In six months time, the UK is scheduled to exit the European Union. Article 50 requires that the UK government must sign a deal with the EU about their future relationship before 29th March 2019 , or leave with No Deal. The withdrawal agreement will be one of the most consequential decisions for the present generation and those to come. It will directly affect the lives of millions of EU citizens in the UK and UK citizens in the EU, with unpredictable ramifications for all 28 EU member states and neighbouring countries.


This is why we are worried about the lack of progress in the negotiations between the UK and the EU. And we are equally, if not more, worried about the state of the debate about Brexit in Britain. More than two years after the referendum and one and a half years after the triggering of Article 50, there is still no clarity about what the government, the Parliament, and the country as a whole, want. There is, in fact, utter confusion and division at all levels.
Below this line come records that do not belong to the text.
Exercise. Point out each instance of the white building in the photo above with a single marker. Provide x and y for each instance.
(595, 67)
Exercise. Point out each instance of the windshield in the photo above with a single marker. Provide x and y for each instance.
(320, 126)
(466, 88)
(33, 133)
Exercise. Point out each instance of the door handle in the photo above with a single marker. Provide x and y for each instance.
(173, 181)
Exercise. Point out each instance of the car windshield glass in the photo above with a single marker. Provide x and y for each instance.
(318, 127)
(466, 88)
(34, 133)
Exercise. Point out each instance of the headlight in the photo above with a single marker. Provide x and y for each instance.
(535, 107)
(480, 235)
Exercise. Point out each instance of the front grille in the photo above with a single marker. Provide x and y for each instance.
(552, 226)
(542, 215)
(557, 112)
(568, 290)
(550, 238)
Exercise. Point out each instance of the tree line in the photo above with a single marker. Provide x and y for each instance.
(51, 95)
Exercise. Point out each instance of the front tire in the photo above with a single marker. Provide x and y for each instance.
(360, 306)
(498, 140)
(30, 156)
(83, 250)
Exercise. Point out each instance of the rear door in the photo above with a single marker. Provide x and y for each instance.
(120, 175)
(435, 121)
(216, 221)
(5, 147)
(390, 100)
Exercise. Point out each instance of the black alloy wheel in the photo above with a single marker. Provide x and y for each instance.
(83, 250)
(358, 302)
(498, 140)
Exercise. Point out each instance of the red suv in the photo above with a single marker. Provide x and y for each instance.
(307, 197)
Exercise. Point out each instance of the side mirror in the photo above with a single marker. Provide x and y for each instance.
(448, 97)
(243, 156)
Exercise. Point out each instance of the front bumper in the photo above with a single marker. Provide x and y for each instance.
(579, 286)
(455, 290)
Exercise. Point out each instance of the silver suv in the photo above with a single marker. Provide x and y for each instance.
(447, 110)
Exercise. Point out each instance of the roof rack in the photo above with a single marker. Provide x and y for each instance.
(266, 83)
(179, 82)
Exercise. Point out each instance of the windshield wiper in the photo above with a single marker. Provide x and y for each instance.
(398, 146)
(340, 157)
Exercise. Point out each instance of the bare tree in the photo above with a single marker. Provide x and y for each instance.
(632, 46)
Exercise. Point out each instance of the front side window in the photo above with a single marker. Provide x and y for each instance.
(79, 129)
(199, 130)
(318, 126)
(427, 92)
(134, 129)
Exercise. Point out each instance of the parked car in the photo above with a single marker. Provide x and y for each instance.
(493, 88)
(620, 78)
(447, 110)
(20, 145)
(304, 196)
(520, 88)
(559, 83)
During the summer, the government suffered significant resignations over its Chequers plan which was widely criticised within the parties supporting the government and vehemently opposed by all the opposition parties. There is no convergence at all in Parliament on the terms of the Brexit bill. The right wing of the Tory party seems increasingly more committed to a No Deal Brexit, without any form of compromise with the EU.


Despite the Prime Minister’s insistence that “no deal is better than a bad deal”, it is clear that the inability to reach a deal would be a catastrophe for most of us. From one day to the next about £554 billion in trade between the UK and the EU would suddenly be subject to customs and levies under WTO rules with likely disruptions in many chains of production and distribution. The free movement of people travelling from the UK to the EU (and vice versa) would come to an end with obvious consequences in harbours and airports. All EU grants supporting UK institutions and other EU-funded activities would be suspended simultaneously generating chaos in several institutions. Most worryingly, a hard border between Northern Ireland and the Republic of Ireland would come into force, endangering the Good Friday Agreement which put an end to 40 years of Troubles.  


In a joint letter to the Brexit secretary Dominic Raab and the EU chief negotiator Michel Barnier, the3Million and the coalition of British in Europe, who together represent almost 3 million EU citizens in the UK and more than 1 million UK citizens in the EU, highlighted the risk that the rights of those citizens might become “collateral damage” in a “dangerous political game” ending up in a No Deal Brexit. We fully share their concerns.


Much of the confusion and the division that we are seeing in the Brexit debate are due to the duress of an arbitrary deadline which has effectively stifled debate. No one really needs to finalise Brexit before the 29 March 2019:  let us be reminded that Article 50 was never intended to be executed by a democratic country which has been a member of the union for 45 years and which would crash out in a disorderly fashion in just two years. It was introduced to make it easier to suspend a dictatorial regime. More time and a better democratic process would be required to reach a sensible deal supported by a wide consensus, preventing the risks of a No Deal Brexit and diffusing the tensions accumulated in an increasingly toxic debate.


This is why we think we should collectively Take a Break from Brexit and postpone the Brexit deadline (as allowed by Article 50 if the seceding country requests it and the EU council agrees) and why we have set our minds on running a national campaign to this end.  We would like to ask for a significant and sensible extension which will provide sufficient time for a democratic discussion and a true national debate on Brexit.


An extension of Article 50 would have at least three major positive effects. In the short term, it would allow the UK to participate in the May 2019 European elections. This would both allow EU citizens in the UK and UK citizens everywhere to participate in the discussion on the future of the Continent and the decisions shaping its political direction for the next parliamentary term. It would also allow more time for a democratic discussion on the main issues of the negotiations, inside and outside the UK, and to reach a sensible agreement between the UK and the EU. Finally, it would allow sufficient time to make provisions for the people in the UK with the means to have an appropriately informed last word on the results of the negotiations, whether through a referendum or a general election. We have an opportunity to demand all-inclusive democracy, to shape the discussion and create our vision for our future relationship with Europe – but we must act now.

We have set up a Facebook page and a platform to crowdfund our campaign. We will welcome everyone who wants to join us, whether a Leaver or a Remainer, British or European, conservative or progressive. We are determined to be listened to and for our ideas to be discussed by all Citizens as well as in Parliament. Neither the flaws of the EU, nor those of the UK will be tackled by rushing this historical decision.